Au niveau de la réalisation, enfin, le film est par contre assez réussi, même s’il verse parfois dans le « clipesque » m’as-tu-vu (Tony Kaye était auparavant dans la pub). Balançant entre noir et blanc (avant l’assassinat des deux noirs) et couleur, la photo est bonne, voire belle. Les acteurs jouent juste, à commencer par les deux principaux. Edward Norton sera même nominé aux Oscars. Certains critiques ont cependant vu dans les acteurs qui jouent les néonazis des personnages caricaturaux et stéréotypés, mais je pense que les néonazis sont, pour la plupart, eux-mêmes des auto-caricatures, étant donné qu’ils symbolisent une idée déjà pas folichonne (le racisme), mais portée à ébullition. La caricature c’est ça, l’exagération d’un fait, d’un aspect.

En parlant d’exagération, certains passages du film sont assez durs et soulèvent la question de leur utilité, comme la célèbre scène du début (« Et bah au début et bah il lui pète la mâchoire sur le trottoir et bah Cindy elle a fermé les yeux ! »). Quand Derek lance à son frère ce regard sûr de lui et fier, on voit à quel point il croit en ses idées. Ce qui, je le redis, fragilise la thèse de sa reconversion. Et puis, avec sa croix gammée sur le torse, décalcomanie trouvée dans Hitler magazine, il a l’air bien content de lui le monsieur. Une scène-choc, filmée au ralenti, mais qui sonne un peu toc… Enfin, j’ai toujours trouvé l’épilogue ambigu ou, en tout cas maladroit. Quel est le message ? La violence est partout et c’est toujours elle qui gagne ? La haine existe aussi bien chez les noirs envers les blancs que chez les blancs envers les noirs (ha bon) ? Derek va-t-il replonger ? Faut pas leur faire confiance à ces saletés d’immigrés ? Les toilettes des établissements scolaires ne sont pas des lieux sûr ? Le PSG plus fort que l’OM ? I don’t know…

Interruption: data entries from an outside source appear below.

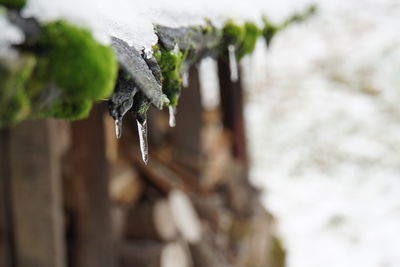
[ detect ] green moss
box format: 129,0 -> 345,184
0,55 -> 35,127
153,46 -> 185,106
237,22 -> 261,59
35,21 -> 117,100
0,0 -> 26,9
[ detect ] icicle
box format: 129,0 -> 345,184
182,70 -> 189,88
168,107 -> 176,127
114,119 -> 122,138
228,45 -> 238,82
136,120 -> 149,164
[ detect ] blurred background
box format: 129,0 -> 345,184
0,0 -> 400,267
244,0 -> 400,267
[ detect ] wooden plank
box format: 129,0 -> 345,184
10,120 -> 65,267
171,67 -> 203,171
0,129 -> 13,267
218,58 -> 248,165
66,103 -> 115,267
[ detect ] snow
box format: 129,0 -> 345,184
243,0 -> 400,267
23,0 -> 314,50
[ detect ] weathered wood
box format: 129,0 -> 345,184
168,190 -> 202,244
129,153 -> 186,193
109,168 -> 143,207
125,200 -> 178,241
66,103 -> 115,267
10,119 -> 65,267
218,58 -> 247,165
119,241 -> 190,267
171,67 -> 203,172
0,129 -> 14,267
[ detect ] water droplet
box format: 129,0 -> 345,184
182,70 -> 189,88
168,107 -> 176,127
114,119 -> 122,138
228,45 -> 238,82
136,120 -> 149,164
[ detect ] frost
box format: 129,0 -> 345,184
23,0 -> 312,50
136,120 -> 149,164
244,0 -> 400,267
228,45 -> 239,82
199,58 -> 220,110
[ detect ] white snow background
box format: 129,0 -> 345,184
243,0 -> 400,267
0,0 -> 400,267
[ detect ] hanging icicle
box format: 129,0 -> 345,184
228,44 -> 238,82
168,107 -> 176,127
136,119 -> 149,164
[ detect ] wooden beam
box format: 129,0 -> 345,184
65,103 -> 115,267
218,58 -> 248,165
10,119 -> 65,267
171,67 -> 203,172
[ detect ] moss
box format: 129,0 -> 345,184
0,0 -> 26,9
153,46 -> 185,106
35,21 -> 117,100
0,55 -> 35,127
237,22 -> 261,59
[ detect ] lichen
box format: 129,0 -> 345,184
153,45 -> 185,106
0,0 -> 26,9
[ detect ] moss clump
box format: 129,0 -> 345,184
0,55 -> 35,127
268,236 -> 286,267
262,18 -> 280,46
35,21 -> 117,100
153,45 -> 185,106
237,22 -> 261,59
0,0 -> 26,9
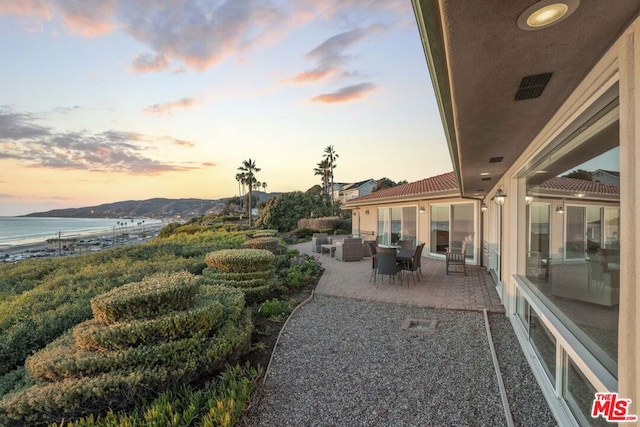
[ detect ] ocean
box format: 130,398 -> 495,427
0,217 -> 162,248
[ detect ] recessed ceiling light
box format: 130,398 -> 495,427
517,0 -> 580,31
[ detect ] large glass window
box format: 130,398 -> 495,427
378,206 -> 418,247
516,88 -> 622,404
431,205 -> 449,254
430,203 -> 475,258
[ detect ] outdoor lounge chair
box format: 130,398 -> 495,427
446,242 -> 467,276
311,233 -> 330,253
365,240 -> 378,282
336,237 -> 364,262
373,247 -> 402,287
402,243 -> 424,285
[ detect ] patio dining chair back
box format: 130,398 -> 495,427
398,239 -> 413,249
402,243 -> 424,285
373,247 -> 402,287
445,241 -> 467,276
365,240 -> 378,282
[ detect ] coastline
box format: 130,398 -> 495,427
0,223 -> 166,262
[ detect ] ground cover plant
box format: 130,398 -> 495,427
0,226 -> 320,426
0,272 -> 253,426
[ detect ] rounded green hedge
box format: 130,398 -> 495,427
242,237 -> 278,253
204,249 -> 275,273
0,273 -> 253,426
91,271 -> 200,324
73,299 -> 223,350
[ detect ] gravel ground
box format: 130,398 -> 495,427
241,295 -> 553,427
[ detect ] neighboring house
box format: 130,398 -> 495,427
329,182 -> 349,202
591,169 -> 620,187
412,0 -> 640,426
338,178 -> 376,203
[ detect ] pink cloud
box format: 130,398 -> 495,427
131,53 -> 169,73
290,68 -> 337,83
311,83 -> 376,104
144,98 -> 197,114
0,0 -> 51,19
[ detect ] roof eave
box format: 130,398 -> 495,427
411,0 -> 464,195
340,190 -> 460,210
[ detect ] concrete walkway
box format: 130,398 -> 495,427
291,242 -> 504,313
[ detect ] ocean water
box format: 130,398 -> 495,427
0,217 -> 162,248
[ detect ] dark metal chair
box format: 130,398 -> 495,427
402,243 -> 424,285
373,247 -> 402,287
365,240 -> 378,282
398,239 -> 413,249
445,242 -> 467,276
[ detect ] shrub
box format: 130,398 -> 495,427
258,299 -> 292,319
53,365 -> 262,427
91,271 -> 199,324
242,237 -> 278,253
0,280 -> 253,425
252,228 -> 278,239
205,249 -> 274,273
73,298 -> 223,350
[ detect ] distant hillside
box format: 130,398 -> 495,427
25,191 -> 280,219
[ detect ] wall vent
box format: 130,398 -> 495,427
515,73 -> 553,101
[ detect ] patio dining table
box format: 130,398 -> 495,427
396,249 -> 416,262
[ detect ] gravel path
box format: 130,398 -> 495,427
242,295 -> 553,427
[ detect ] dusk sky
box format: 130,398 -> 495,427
0,0 -> 452,216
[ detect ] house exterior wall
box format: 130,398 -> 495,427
352,197 -> 481,264
482,18 -> 640,425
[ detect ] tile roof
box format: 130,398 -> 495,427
342,178 -> 373,190
539,177 -> 620,196
346,172 -> 459,205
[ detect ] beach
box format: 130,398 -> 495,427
0,223 -> 164,262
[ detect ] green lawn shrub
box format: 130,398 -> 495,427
251,228 -> 278,239
242,237 -> 279,254
91,271 -> 200,325
52,365 -> 262,427
205,249 -> 275,273
258,299 -> 292,319
0,280 -> 253,426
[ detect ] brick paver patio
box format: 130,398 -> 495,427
292,242 -> 504,313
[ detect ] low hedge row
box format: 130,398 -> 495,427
73,299 -> 223,350
202,268 -> 275,283
205,249 -> 275,273
91,271 -> 199,324
25,308 -> 245,382
0,310 -> 253,426
242,237 -> 278,253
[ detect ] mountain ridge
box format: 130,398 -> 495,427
22,192 -> 281,219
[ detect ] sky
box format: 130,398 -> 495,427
0,0 -> 453,216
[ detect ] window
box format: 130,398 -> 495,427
514,86 -> 623,423
430,203 -> 476,260
378,206 -> 418,247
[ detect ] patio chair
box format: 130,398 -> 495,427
402,243 -> 424,285
311,233 -> 329,253
373,247 -> 402,287
365,240 -> 378,282
336,237 -> 364,262
445,242 -> 467,276
398,239 -> 413,249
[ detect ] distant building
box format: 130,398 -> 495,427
591,169 -> 620,187
334,178 -> 376,203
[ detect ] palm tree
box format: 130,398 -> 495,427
324,145 -> 340,206
238,159 -> 260,227
236,173 -> 244,212
313,159 -> 331,200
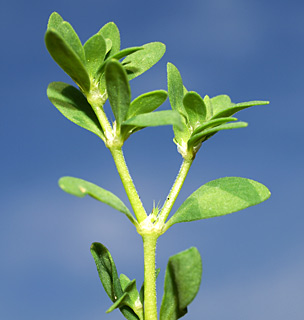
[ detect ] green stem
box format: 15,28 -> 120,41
159,159 -> 193,223
110,147 -> 147,223
142,234 -> 159,320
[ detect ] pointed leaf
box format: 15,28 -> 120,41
83,34 -> 106,78
122,42 -> 166,80
98,22 -> 120,55
47,82 -> 104,140
160,247 -> 202,320
211,98 -> 269,119
166,177 -> 270,229
123,110 -> 181,127
59,177 -> 137,224
127,90 -> 168,119
45,29 -> 90,92
188,121 -> 248,148
183,91 -> 207,128
105,60 -> 131,127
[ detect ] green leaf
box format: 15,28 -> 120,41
127,90 -> 168,119
83,33 -> 106,78
211,97 -> 269,119
166,177 -> 270,229
123,110 -> 181,127
122,42 -> 166,80
105,60 -> 131,127
45,29 -> 90,92
47,82 -> 104,140
59,177 -> 137,224
183,91 -> 207,129
47,12 -> 64,29
188,121 -> 248,148
160,247 -> 203,320
98,22 -> 120,55
167,63 -> 191,144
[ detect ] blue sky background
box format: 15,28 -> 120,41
0,0 -> 304,320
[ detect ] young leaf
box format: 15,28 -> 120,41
166,177 -> 270,229
123,110 -> 181,127
91,242 -> 138,320
188,121 -> 248,148
98,22 -> 120,55
45,29 -> 90,92
127,90 -> 168,119
160,247 -> 203,320
47,82 -> 104,140
105,60 -> 131,127
83,33 -> 106,78
122,42 -> 166,80
59,177 -> 137,224
211,98 -> 269,119
183,91 -> 207,128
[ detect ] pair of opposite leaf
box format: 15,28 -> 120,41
45,12 -> 180,143
91,242 -> 202,320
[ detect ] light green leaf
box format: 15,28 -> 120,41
127,90 -> 168,119
188,121 -> 248,148
45,29 -> 90,92
160,247 -> 203,320
183,91 -> 207,128
59,177 -> 137,225
98,22 -> 120,56
47,12 -> 63,29
83,33 -> 106,78
122,42 -> 166,80
47,82 -> 104,140
123,110 -> 181,127
105,60 -> 131,127
166,177 -> 270,229
211,98 -> 269,119
91,242 -> 138,320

Finalement, American History X est un film bancal, un peu trop illustratif, un peu trop intentionnel, limité à défaut d’être limite, mais qui a le mérite d’aborder un sujet peu connu et peu traité. Qui plus est, le message du film est rassembleur et la réalisation plutôt bien foutue. Bref, un film que je classerais dans la catégorie des « pas mal » et qui, pour l’heure, n’a toujours pas de rival.

Haydenncia

(1) Aussi appelé bonehead, ou naziskin, ou gros con.

(2) LONSDALE, parce que les lettres font allusion à NSDAP d’Adolf Hitler. Et Fred Perry, pour les lauriers qui font référence à l’impérialisme fasciste et nazi. Heureusement que Le Coq sportif échappe à ce genre de récupération 😉

(3) Au sein de l’Union européenne, le parti L’Aube dorée en Grèce qui possède des membres au Parlement (!), peut être clairement qualifié de néonazi.